Academic librarians are the friendly people you see at the library—the ones who don’t have a hangover or a look of ‘essay-deadline-terror’ on their face.
Working in university and college libraries, these marvellous people help students, postgrads and lecturers to conduct their academic research by managing library collections, liaising with book suppliers, and making sure library users have access to e-journals and other internet resources.
Working as an academic librarian is not just about stamping books with a satisfying thud, arranging titles in alphabetical order, and charging hapless students through the nose for returning books too late. If you enter this line of work, you will have a diverse range of tasks to complete on a daily basis.
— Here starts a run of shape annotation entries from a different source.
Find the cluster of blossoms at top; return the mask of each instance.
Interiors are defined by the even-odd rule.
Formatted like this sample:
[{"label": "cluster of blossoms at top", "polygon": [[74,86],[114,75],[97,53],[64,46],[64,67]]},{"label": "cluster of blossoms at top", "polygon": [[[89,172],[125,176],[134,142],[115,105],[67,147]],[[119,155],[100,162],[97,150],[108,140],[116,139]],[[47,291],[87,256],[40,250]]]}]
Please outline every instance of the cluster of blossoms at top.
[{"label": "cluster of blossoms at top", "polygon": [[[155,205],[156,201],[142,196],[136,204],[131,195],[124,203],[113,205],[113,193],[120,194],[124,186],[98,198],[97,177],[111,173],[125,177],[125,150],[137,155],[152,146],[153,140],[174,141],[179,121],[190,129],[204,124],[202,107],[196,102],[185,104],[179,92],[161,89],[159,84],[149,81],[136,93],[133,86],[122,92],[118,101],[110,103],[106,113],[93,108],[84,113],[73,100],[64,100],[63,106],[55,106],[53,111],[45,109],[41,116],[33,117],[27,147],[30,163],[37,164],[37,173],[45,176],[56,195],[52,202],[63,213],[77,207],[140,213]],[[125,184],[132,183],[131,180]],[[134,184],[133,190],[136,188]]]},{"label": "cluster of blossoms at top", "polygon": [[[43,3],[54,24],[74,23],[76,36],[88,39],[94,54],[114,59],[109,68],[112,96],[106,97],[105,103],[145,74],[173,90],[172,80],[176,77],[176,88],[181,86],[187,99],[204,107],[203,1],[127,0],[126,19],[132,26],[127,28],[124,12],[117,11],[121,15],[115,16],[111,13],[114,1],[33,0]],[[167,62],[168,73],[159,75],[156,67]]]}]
Part of an academic librarian’s time is spent helping library users understand how the library’s catalogue system and e-journal repositories can be used to find relevant resources. Furthermore, academic librarians will be responsible for updating and maintaining database systems, such as online catalogues.
Finally, most academic librarians also have a number of different duties which don’t relate directly to books and other academic resources, including: facilities management, team management and procurement.
Salary & benefits
Assistant librarians tend to earn between £19,000 and £23,500 per annum, while entry-level salaries for full-on academic librarians range from £21,000 to £25,000.
Chartered librarians can earn annual salaries of up to £35,000. Some professionals who reach the level of information director can earn over £50,000 a year.
Academic librarians tend to work from nine-to-five, but evening and weekend work might be required from time to time, especially in libraries that are open 24 hours a day, seven days a week.
You can begin a career as an academic librarian with a degree in any discipline. However, a degree in information management, information science or librarianship will really set you apart from the rest of the pack.
It’s possible to secure a role as a library assistant without a degree or HND; however, if you want to become a full-on academic librarian, an undergraduate degree is the minimum requirement.
If you have your heart set on becoming a member of the Chartered Institute of Library and Information Professionals (CILIP), you will need to complete a postgraduate qualification in information management, information science or librarianship. You will also need to gain sufficient experience of working in a library.
Training & progression
The majority of your initial training will involve getting to grips with in-house processes and online catalogue systems. Once you have settled into your role, you may have the opportunity to attend training courses offered by organisations, such as the Chartered Institute of Library and Information Professionals (CILIP) and the Association for Information Management.
After gaining several years of experience, the majority of academic librarians become chartered members of CILIP and some even go on to become chartered fellows of the organisation. This professional status is vital for progressing up the career ladder.
Some academic librarians use their transferrable skills to move into other areas of information management, working for government departments, judicial organisations, hospitals or private companies.